Regina v Pavicevic
[2004] NSWCCA 80
•27 February 2004
Reported Decision:
144 A Crim R 163
New South Wales
Court of Criminal Appeal
CITATION: Regina v Pavicevic [2004] NSWCCA 80 HEARING DATE(S): 27/02/04 JUDGMENT DATE:
27 February 2004JUDGMENT OF: James J at 1 DECISION: Appeal dismissed CATCHWORDS: Criminal law - sentencing - principles - Drug Court LEGISLATION CITED: Drug Court Act
Criminal Appeal Act
Crimes (Sentencing Procedure) ActCASES CITED: R v Ebsworth [2002] NSWCCA 465
R v Henare [2003] NSWCCA 376PARTIES :
Regina v Dusan Pavicevic FILE NUMBER(S): CCA 60470/03 COUNSEL: A Francis - Applicant
P Ingram - CrownSOLICITORS: B Sandland - Applicant
S Kavanagh - Crown
LOWER COURTJURISDICTION: District Court LOWER COURT FILE NUMBER(S): 2001/0045 LOWER COURT
JUDICIAL OFFICER :Milson DCJ
IN THE COURT OF
CRIMINAL APPEAL
60470/03
1 JAMES J: Dusan Pavicevic has appealed against sentences imposed on him on 11 November 2002 in the Parramatta Drug Court by his Honour Judge Milson.
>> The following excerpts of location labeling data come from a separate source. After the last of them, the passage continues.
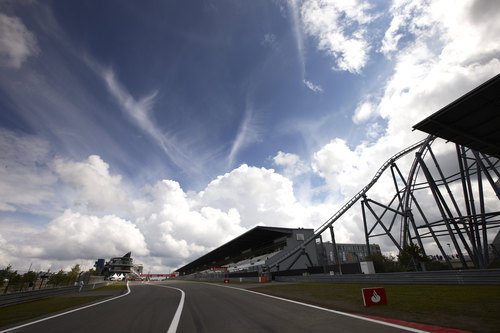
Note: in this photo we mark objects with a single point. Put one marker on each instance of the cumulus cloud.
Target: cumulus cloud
(340, 29)
(269, 39)
(74, 235)
(261, 196)
(312, 86)
(97, 189)
(177, 228)
(17, 43)
(446, 52)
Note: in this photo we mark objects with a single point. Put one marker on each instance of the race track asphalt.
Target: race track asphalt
(207, 308)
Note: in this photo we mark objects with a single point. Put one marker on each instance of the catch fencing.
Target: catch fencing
(31, 295)
(458, 277)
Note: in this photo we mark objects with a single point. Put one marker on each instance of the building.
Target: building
(251, 253)
(122, 266)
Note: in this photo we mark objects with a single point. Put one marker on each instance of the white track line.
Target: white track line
(178, 312)
(64, 313)
(406, 328)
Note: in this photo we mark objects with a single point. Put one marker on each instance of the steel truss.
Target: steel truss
(436, 203)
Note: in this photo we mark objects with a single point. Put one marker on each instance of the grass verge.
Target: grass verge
(467, 307)
(20, 312)
(114, 286)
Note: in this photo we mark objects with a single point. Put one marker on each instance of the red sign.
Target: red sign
(374, 296)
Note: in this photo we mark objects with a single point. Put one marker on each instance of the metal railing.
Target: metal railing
(459, 277)
(31, 295)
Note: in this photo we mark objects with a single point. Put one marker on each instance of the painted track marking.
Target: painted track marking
(66, 312)
(178, 312)
(406, 328)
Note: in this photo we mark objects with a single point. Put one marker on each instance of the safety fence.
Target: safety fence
(479, 276)
(31, 295)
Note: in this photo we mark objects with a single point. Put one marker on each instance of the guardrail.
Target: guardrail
(476, 276)
(31, 295)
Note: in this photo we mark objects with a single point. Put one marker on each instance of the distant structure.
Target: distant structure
(119, 266)
(348, 253)
(252, 253)
(439, 195)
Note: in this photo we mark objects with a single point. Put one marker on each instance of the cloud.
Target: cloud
(25, 178)
(74, 235)
(269, 39)
(177, 228)
(97, 189)
(291, 164)
(248, 133)
(340, 29)
(363, 112)
(17, 43)
(261, 196)
(312, 86)
(446, 52)
(140, 112)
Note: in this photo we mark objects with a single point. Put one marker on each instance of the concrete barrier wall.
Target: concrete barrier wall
(31, 295)
(485, 276)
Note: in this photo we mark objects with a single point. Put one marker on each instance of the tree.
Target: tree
(411, 256)
(58, 278)
(384, 264)
(5, 274)
(74, 274)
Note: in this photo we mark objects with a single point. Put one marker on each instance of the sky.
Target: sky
(168, 128)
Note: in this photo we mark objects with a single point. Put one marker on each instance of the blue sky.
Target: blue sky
(175, 121)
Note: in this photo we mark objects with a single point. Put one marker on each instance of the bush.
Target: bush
(384, 264)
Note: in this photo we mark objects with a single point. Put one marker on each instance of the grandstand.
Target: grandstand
(251, 253)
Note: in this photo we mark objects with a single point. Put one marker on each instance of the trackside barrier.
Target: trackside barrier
(477, 276)
(31, 295)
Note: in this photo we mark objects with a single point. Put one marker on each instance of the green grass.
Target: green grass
(114, 286)
(463, 307)
(21, 312)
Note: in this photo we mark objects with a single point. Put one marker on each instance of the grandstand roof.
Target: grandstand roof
(472, 120)
(255, 238)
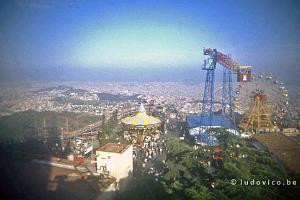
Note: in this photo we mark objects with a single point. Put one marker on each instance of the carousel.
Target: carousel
(140, 126)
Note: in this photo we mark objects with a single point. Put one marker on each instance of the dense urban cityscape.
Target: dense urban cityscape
(147, 99)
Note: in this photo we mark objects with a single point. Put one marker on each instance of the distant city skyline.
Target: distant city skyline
(155, 39)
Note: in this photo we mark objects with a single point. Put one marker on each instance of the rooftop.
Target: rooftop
(198, 120)
(113, 147)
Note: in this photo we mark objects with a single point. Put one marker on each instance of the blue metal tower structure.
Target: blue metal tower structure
(228, 95)
(208, 98)
(229, 66)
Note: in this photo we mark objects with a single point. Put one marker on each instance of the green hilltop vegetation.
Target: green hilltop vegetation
(13, 128)
(194, 174)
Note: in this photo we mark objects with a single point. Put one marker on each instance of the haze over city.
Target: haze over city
(149, 99)
(144, 40)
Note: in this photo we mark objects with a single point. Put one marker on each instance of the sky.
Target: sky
(152, 39)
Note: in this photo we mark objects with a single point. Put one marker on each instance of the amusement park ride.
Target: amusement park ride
(230, 67)
(259, 116)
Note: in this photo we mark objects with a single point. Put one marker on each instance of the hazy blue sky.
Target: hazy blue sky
(157, 35)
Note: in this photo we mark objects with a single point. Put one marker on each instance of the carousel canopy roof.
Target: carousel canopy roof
(141, 119)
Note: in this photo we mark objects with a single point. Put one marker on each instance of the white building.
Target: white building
(115, 160)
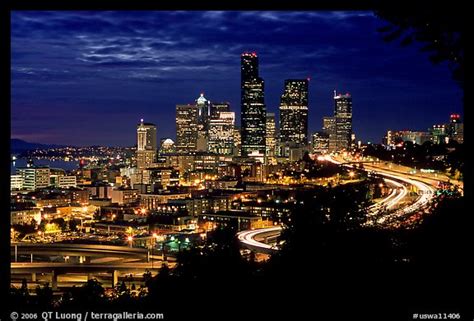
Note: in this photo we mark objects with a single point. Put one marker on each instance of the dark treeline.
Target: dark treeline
(328, 265)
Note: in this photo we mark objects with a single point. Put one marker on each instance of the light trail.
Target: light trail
(396, 196)
(248, 237)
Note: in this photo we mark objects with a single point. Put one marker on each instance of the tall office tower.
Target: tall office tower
(343, 115)
(216, 108)
(34, 177)
(253, 110)
(329, 128)
(456, 128)
(146, 144)
(320, 142)
(439, 134)
(204, 112)
(186, 128)
(237, 141)
(221, 133)
(270, 141)
(294, 112)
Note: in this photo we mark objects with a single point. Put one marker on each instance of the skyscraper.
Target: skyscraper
(270, 139)
(343, 115)
(204, 112)
(216, 108)
(294, 112)
(253, 110)
(329, 128)
(186, 128)
(221, 133)
(146, 144)
(146, 136)
(456, 128)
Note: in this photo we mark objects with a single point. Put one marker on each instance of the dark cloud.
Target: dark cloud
(103, 70)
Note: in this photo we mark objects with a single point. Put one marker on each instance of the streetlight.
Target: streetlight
(155, 238)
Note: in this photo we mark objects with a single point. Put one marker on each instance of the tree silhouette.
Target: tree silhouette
(437, 27)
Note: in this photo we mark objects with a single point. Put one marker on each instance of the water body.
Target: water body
(53, 164)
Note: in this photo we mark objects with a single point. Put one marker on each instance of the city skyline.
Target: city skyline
(107, 70)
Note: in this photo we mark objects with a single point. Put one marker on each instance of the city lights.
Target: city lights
(246, 170)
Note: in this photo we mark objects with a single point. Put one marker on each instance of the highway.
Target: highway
(387, 213)
(250, 239)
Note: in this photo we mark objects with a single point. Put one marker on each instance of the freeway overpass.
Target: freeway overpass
(257, 240)
(86, 252)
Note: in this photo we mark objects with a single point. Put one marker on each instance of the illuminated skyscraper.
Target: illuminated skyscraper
(221, 133)
(186, 128)
(216, 108)
(329, 128)
(253, 110)
(320, 143)
(343, 116)
(294, 112)
(271, 138)
(204, 112)
(456, 128)
(146, 144)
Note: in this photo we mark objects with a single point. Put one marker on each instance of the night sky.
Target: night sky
(86, 78)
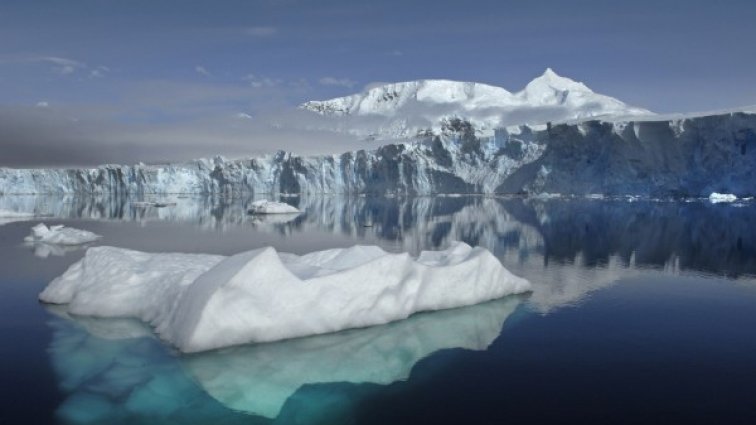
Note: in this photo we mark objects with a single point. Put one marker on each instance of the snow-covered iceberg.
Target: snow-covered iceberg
(7, 216)
(114, 371)
(271, 207)
(203, 302)
(716, 198)
(60, 235)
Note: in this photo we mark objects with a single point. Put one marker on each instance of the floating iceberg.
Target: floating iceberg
(7, 216)
(203, 302)
(271, 207)
(716, 198)
(119, 365)
(60, 235)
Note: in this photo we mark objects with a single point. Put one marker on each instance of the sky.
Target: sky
(84, 82)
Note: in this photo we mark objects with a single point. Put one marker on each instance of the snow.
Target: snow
(271, 207)
(716, 198)
(402, 110)
(200, 303)
(258, 379)
(8, 216)
(117, 363)
(60, 235)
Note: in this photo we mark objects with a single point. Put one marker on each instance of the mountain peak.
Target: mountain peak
(550, 81)
(407, 108)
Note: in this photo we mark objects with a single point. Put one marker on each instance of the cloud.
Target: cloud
(199, 69)
(62, 66)
(59, 65)
(169, 121)
(260, 31)
(257, 81)
(99, 72)
(339, 82)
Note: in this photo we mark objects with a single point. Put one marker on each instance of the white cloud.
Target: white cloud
(258, 81)
(62, 66)
(199, 69)
(340, 82)
(261, 31)
(99, 72)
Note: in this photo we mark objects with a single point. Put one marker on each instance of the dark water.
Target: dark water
(642, 312)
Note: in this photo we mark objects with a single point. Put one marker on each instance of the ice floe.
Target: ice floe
(203, 302)
(272, 207)
(60, 235)
(8, 216)
(716, 198)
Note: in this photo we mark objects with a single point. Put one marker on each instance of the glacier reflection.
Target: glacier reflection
(115, 371)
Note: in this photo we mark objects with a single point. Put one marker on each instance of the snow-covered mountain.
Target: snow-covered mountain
(406, 109)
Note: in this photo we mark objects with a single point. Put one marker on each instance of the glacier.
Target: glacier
(204, 302)
(406, 109)
(676, 157)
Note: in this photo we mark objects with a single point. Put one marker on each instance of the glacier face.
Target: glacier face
(405, 109)
(458, 162)
(668, 158)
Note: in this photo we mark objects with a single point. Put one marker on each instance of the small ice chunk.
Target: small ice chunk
(271, 207)
(201, 303)
(716, 198)
(8, 216)
(60, 235)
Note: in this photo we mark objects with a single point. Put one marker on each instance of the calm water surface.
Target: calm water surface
(642, 312)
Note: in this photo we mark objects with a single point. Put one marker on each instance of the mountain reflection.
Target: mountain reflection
(115, 371)
(699, 236)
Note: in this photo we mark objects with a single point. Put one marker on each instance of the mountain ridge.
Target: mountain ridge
(405, 109)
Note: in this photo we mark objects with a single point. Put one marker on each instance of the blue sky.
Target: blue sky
(143, 62)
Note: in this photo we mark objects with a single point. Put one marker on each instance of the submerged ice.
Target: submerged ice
(203, 302)
(117, 366)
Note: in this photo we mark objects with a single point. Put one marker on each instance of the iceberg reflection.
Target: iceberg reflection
(115, 371)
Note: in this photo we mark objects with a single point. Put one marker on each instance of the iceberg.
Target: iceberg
(716, 198)
(272, 207)
(119, 364)
(60, 235)
(8, 216)
(204, 302)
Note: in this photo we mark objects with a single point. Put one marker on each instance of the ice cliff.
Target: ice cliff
(655, 157)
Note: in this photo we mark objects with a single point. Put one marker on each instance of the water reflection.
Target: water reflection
(115, 371)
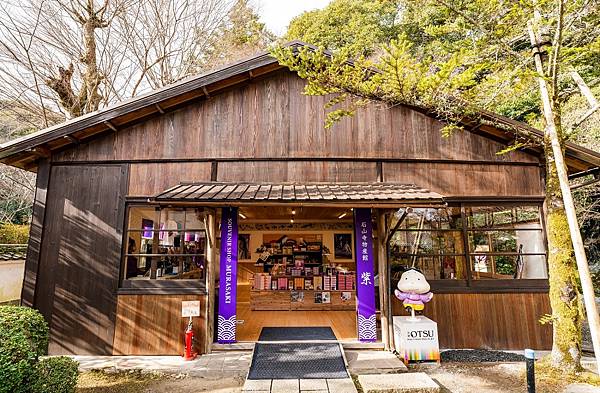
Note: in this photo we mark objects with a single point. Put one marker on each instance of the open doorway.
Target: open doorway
(296, 267)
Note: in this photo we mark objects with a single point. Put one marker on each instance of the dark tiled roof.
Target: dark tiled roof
(288, 192)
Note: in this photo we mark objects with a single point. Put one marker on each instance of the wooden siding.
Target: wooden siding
(80, 257)
(468, 180)
(489, 320)
(35, 234)
(152, 325)
(151, 179)
(297, 171)
(272, 118)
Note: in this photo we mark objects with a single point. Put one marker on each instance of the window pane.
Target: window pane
(509, 241)
(158, 247)
(434, 267)
(141, 217)
(509, 267)
(172, 219)
(428, 219)
(194, 219)
(426, 242)
(502, 216)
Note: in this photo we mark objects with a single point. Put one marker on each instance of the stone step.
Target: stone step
(373, 362)
(398, 383)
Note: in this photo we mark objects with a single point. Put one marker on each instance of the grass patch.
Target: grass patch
(544, 373)
(122, 382)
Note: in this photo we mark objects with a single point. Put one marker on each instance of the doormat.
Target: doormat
(297, 361)
(300, 333)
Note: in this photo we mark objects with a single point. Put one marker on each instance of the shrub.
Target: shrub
(23, 338)
(55, 375)
(14, 234)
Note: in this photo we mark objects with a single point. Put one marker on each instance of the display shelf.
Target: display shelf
(280, 300)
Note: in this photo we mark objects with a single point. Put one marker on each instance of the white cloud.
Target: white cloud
(276, 14)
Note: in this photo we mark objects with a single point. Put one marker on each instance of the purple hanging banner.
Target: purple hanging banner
(365, 280)
(228, 276)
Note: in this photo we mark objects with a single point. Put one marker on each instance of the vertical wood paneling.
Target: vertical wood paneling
(152, 325)
(489, 320)
(302, 171)
(35, 234)
(467, 179)
(151, 179)
(80, 257)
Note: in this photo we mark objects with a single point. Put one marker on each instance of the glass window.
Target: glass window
(430, 240)
(502, 242)
(506, 242)
(165, 244)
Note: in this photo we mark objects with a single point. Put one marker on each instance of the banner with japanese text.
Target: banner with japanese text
(365, 285)
(228, 276)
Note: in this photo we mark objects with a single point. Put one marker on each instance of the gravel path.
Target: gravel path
(480, 355)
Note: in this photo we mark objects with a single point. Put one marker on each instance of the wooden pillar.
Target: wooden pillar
(210, 269)
(384, 291)
(36, 229)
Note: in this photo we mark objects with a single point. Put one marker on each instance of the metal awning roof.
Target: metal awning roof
(318, 193)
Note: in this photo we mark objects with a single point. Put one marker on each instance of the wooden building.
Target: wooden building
(129, 200)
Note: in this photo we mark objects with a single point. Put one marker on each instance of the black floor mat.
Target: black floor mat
(297, 361)
(300, 333)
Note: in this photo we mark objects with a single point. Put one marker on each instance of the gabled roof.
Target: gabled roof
(25, 151)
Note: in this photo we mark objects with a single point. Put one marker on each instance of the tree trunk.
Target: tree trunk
(565, 298)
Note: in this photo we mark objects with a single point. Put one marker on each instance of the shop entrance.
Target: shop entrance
(297, 267)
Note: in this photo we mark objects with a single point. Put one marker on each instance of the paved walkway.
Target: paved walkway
(299, 386)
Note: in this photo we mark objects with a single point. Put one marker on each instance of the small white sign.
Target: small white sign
(416, 340)
(190, 308)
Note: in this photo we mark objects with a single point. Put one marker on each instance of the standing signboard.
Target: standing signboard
(416, 338)
(228, 276)
(365, 279)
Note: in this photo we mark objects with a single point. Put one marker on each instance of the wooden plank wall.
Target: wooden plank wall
(151, 179)
(489, 320)
(80, 257)
(303, 171)
(152, 325)
(34, 243)
(468, 180)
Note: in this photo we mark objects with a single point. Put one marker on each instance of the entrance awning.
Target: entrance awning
(315, 193)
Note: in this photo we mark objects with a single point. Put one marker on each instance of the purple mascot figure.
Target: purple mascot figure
(413, 290)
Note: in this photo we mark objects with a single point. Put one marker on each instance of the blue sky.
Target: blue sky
(276, 14)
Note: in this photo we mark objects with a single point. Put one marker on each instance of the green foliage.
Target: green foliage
(55, 375)
(14, 234)
(355, 27)
(23, 338)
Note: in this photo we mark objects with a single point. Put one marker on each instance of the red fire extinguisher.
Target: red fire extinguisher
(189, 354)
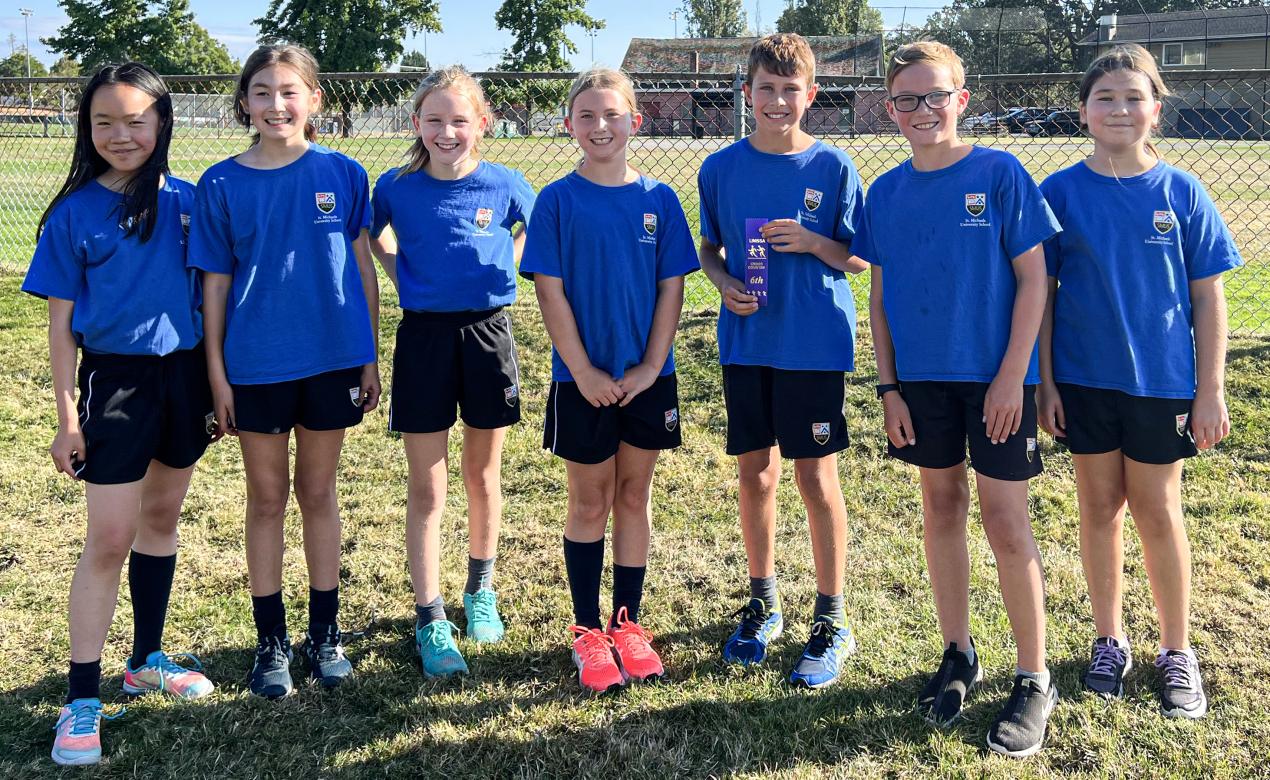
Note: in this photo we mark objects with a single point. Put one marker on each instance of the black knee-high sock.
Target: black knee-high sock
(150, 586)
(584, 563)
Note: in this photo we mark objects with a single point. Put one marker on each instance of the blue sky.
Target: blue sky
(469, 36)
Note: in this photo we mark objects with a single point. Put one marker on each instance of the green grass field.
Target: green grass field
(522, 714)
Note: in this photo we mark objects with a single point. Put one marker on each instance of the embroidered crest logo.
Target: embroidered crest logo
(821, 432)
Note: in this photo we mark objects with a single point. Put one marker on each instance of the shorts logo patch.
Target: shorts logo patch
(821, 432)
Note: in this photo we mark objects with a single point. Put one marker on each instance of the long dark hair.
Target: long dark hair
(141, 192)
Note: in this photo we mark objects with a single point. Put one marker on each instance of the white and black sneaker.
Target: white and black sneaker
(1019, 731)
(1109, 665)
(1183, 691)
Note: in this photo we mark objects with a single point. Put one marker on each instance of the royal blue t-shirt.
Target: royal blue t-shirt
(1124, 262)
(130, 297)
(297, 306)
(610, 245)
(455, 248)
(945, 240)
(809, 322)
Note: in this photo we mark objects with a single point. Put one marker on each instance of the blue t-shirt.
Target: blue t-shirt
(945, 240)
(809, 322)
(297, 306)
(455, 249)
(1124, 262)
(610, 245)
(130, 297)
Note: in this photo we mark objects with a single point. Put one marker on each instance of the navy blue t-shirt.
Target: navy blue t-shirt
(455, 248)
(297, 306)
(1124, 262)
(610, 245)
(809, 322)
(130, 297)
(945, 240)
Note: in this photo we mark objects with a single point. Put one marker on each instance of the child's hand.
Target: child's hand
(1003, 409)
(1049, 410)
(598, 388)
(899, 422)
(1210, 422)
(67, 450)
(636, 380)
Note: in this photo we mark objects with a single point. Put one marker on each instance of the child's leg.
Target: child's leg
(1155, 501)
(945, 503)
(1100, 492)
(1003, 506)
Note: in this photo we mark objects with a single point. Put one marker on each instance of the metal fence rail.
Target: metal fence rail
(1216, 125)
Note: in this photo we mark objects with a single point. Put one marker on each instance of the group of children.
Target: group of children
(250, 308)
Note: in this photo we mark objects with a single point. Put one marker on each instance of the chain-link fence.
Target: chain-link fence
(1217, 126)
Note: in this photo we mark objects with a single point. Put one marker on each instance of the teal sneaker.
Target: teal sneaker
(437, 649)
(484, 625)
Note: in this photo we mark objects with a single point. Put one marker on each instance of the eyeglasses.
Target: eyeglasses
(932, 99)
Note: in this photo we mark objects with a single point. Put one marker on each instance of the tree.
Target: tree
(714, 18)
(829, 18)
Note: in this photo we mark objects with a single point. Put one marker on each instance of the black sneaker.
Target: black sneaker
(1109, 663)
(941, 700)
(325, 654)
(271, 672)
(1183, 692)
(1019, 731)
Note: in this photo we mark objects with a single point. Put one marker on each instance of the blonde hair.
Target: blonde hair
(457, 79)
(926, 51)
(784, 55)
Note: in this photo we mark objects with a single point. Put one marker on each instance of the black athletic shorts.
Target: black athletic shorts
(948, 416)
(587, 435)
(324, 402)
(800, 410)
(1146, 430)
(136, 408)
(454, 358)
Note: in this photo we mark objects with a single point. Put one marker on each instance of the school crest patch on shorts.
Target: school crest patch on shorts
(821, 432)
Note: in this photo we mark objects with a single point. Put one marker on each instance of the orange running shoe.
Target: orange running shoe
(634, 649)
(593, 654)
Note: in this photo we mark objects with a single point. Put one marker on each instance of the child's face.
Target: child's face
(450, 126)
(1122, 109)
(779, 102)
(125, 126)
(926, 126)
(602, 122)
(280, 103)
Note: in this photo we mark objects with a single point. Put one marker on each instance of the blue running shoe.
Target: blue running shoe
(758, 628)
(822, 659)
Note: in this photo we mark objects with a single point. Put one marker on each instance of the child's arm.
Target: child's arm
(899, 422)
(596, 386)
(661, 338)
(1003, 404)
(62, 353)
(1210, 421)
(730, 289)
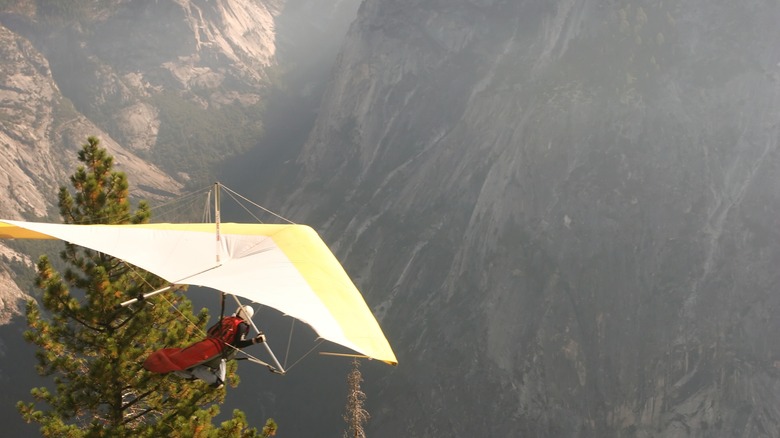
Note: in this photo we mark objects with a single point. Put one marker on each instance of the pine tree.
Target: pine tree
(94, 349)
(356, 415)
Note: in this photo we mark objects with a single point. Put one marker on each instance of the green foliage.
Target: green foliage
(93, 349)
(356, 415)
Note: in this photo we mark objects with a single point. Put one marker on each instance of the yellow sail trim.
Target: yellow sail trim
(171, 257)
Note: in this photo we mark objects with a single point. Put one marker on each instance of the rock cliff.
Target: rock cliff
(168, 87)
(565, 213)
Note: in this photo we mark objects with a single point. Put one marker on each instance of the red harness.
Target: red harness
(227, 330)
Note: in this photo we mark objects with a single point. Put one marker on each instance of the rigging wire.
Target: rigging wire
(186, 202)
(245, 199)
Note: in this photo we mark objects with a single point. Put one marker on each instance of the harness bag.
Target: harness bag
(226, 330)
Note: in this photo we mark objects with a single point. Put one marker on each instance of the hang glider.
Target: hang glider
(284, 266)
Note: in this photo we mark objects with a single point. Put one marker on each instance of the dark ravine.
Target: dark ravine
(565, 213)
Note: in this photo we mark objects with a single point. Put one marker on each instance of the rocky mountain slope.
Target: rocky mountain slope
(157, 82)
(565, 213)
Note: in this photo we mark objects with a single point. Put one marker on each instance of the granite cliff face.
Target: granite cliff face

The sentences imposed by Judge Milson on 11 November 2002 were final sentences, imposed pursuant to s 12 of the Drug Court Act (“the Act”), after initial sentences for the same offences had been imposed, an order had been made imposing the conditions of a drug program to be undertaken by the appellant, the execution of the initial sentences had been suspended, the appellant had, for a time, undertaken the drug program, the Drug Court had decided on 6 August 2002 to terminate the appellant’s drug program and the Drug Court had on 11 November 2002 reconsidered the initial sentences.
2 This appeal was originally listed before a bench of three judges constituting the Court of Criminal Appeal. However, the Court drew the parties’ attention to s 5AF(3) of the Criminal Appeal Act , which provides that the power of the Court of Criminal Appeal to hear and determine an appeal under s 5AF is to be exercised by such single judge of the Supreme Court as the Chief Justice may direct. Subsequently, the Chief Justice directed that I should hear and determine this appeal.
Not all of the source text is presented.